A war on second-hand clothes
Initially, the East African Community regional bloc was united in its battle against used clothes. ...
PIC: Second-hand clothes are sold at Gisozi Market, one of the few markets left with such clothes in the Rwandan capital Kigali. (AFP)
Across Rwanda, markets selling piles of cast-off clothes once worn by Americans have become the unlikely centre of a trade war that vendors say is ruining their livelihoods.
Kigali, determined to boost its domestic textiles industry, in 2016 raised tariffs on the importation of secondhand clothes, disrupting a multi-million dollar industry and setting it on a collision course with the United States.
Friends Celestin Twagirayezu, 33, and Mercelle Dusabe, 35, began selling secondhand clothes a decade ago at adjacent stalls in Kigali's popular Nyabugogo market in Kigali.
It was a good business which expanded quickly, allowing them to buy homes and get married.
Then Rwanda slapped a 12-fold increase on import tariffs on used clothes and a 10-fold increase on used footwear, a price hike that amounts to a de facto ban for cash-strapped traders.
"The decision took everyone by surprise, at first we relied on the stocked clothes but after a few months reality kicked in, and things went from bad to worse," said Twagirayezu.
"I am soon throwing in the towel".
East Africa imports around an eighth of the world's used clothing into an industry that employs some 355,000 people who earn $230 million a year, according to a study by the American development agency, USAID.
The large majority of these clothes come from the US and regional leaders, including Rwanda's Paul Kagame, blame the cast-offs for stymieing development of their own clothing industries.

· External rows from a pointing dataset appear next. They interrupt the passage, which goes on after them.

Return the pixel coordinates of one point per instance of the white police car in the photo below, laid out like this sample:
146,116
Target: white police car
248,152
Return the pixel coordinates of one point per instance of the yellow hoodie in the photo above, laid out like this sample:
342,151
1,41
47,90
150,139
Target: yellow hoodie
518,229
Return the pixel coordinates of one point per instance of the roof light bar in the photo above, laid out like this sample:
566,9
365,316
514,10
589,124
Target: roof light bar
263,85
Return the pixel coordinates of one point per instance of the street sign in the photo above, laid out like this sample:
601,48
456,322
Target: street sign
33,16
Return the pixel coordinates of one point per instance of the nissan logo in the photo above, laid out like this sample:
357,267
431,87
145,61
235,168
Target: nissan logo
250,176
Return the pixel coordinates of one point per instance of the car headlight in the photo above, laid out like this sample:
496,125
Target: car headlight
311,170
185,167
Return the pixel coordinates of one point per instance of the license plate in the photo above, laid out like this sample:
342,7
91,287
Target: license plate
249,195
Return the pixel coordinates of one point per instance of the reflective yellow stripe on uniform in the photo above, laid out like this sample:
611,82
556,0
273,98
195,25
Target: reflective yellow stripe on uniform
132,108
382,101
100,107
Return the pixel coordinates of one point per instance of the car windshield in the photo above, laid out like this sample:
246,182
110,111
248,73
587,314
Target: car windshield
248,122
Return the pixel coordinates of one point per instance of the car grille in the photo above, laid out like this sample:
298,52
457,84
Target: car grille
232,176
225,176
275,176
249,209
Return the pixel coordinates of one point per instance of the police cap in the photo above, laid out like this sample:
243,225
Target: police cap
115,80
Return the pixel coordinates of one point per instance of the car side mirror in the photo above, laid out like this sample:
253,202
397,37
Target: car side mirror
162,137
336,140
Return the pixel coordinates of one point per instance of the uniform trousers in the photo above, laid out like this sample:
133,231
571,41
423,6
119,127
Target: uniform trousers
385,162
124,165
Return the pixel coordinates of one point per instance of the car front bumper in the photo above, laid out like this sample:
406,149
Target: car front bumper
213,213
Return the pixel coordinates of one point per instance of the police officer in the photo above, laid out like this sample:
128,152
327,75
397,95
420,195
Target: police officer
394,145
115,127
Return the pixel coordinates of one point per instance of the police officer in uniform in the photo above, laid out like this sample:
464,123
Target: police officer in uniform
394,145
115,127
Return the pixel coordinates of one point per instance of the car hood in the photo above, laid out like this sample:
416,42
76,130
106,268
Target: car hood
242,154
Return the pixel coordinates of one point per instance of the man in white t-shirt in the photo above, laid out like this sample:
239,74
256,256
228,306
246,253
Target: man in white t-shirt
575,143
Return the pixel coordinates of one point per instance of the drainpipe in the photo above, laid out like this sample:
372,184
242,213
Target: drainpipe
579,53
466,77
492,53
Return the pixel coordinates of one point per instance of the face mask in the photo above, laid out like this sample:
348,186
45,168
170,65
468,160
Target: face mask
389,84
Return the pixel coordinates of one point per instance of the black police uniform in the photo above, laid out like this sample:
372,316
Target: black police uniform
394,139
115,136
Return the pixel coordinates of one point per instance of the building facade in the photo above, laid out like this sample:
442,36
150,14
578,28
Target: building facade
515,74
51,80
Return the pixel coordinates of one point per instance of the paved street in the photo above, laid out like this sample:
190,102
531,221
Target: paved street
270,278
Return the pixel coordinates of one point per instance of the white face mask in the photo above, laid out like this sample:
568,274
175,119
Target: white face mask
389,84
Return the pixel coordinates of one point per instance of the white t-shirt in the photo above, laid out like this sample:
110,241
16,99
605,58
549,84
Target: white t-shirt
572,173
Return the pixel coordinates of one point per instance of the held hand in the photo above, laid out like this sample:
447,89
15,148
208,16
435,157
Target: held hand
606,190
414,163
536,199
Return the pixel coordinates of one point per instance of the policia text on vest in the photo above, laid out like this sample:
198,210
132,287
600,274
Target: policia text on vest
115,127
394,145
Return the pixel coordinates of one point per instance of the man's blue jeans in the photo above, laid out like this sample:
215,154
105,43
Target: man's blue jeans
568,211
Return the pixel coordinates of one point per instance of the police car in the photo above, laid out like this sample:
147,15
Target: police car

While Twagirayezu has watched his business wither, Dusabe switched to selling Chinese imports, but is not faring much better.
"You can't imagine how many customers I have lost by switching to selling Chinese clothes! Many people still come asking for second-hand clothes, when they don't find them they don't come back," he said.
Second-clothes business at Gisozi Market
Twagirayezu agreed, saying customers prefer second-hand clothes to Chinese imports, citing the lower price and higher quality.
Initially, the East African Community regional bloc was united in its battle against used clothes.
But the alliance cracked as Kenya, Tanzania and Uganda balked at the prospect of retaliatory loss of access to US markets via the African Growth and Opportunity Act (AGOA) whereby some countries can export some products to the US duty free.
Rwanda, alone, did not capitulate and in 2016 its imports of used clothing dropped by a third.
In late March this year the US told Rwanda it would lose some of its AGOA benefits within 60 days as a result. The deadline since passed and no action was announced, but with President Donald Trump on the warpath over trade Rwanda is unlikely to be forgotten.
Rwanda's clothing industry is nascent, with only a couple of players, which means there are some surprising victims of the trade spat.
One of those losing out is Chinese garment maker C&H which set up in Kigali's special economic zone in order to enjoy AGOA benefits.
Many of its US clients have put orders on hold until the AGOA issue is resolved. "We have lost market in the US because of the AGOA situation," said manager Emmy Iraguha.
C&H has an annual turnover of $154 million and has been producing exclusively for export. It has not yet bowed to Rwandan government pressure to produce clothes for the local market to fill the gap left by the dearth of second-hand clothes.
Rwanda's other clothes producer is Uterxwa, which specialises in industrial clothing and uniforms, has welcomed the "positive move" to ban second-hand clothes.
Thierry Ngendahimana, who started a second-hand clothes business three years ago, arranges stock at his shop in Kigali
"Once the companies making clothes locally are many the products will be competitive, not only in Rwanda but even in the neighbouring countries," said managing director Ritesh Patel, alluding to the difficulty of producing clothes cheaply enough for the domestic market.
"The alternatives to secondhand clothes are very expensive," said Kevin Uwamahoro, a motorcycle taxi driver who crosses into Uganda to go clothes shopping at its still-thriving second-hand markets.
The big winner in this David and Goliath trade war might well be Chinese companies whose flood of cheap garments are set to replace used clothing while continuing to stifle local industrialisation.
"Considerable imports of Chinese clothing, both legitimate and undeclared, constitute the real threat to the East African textile industry," said the USAID study.
However, Andrew Mold of the UN's Economic Commission for Africa, said high import tariffs on clothes from China and India mean there is a "margin for regional firms to compete".
In the meantime, however, it is ordinary Rwandans -- buyers and sellers of second-hand clothes -- who continue to suffer.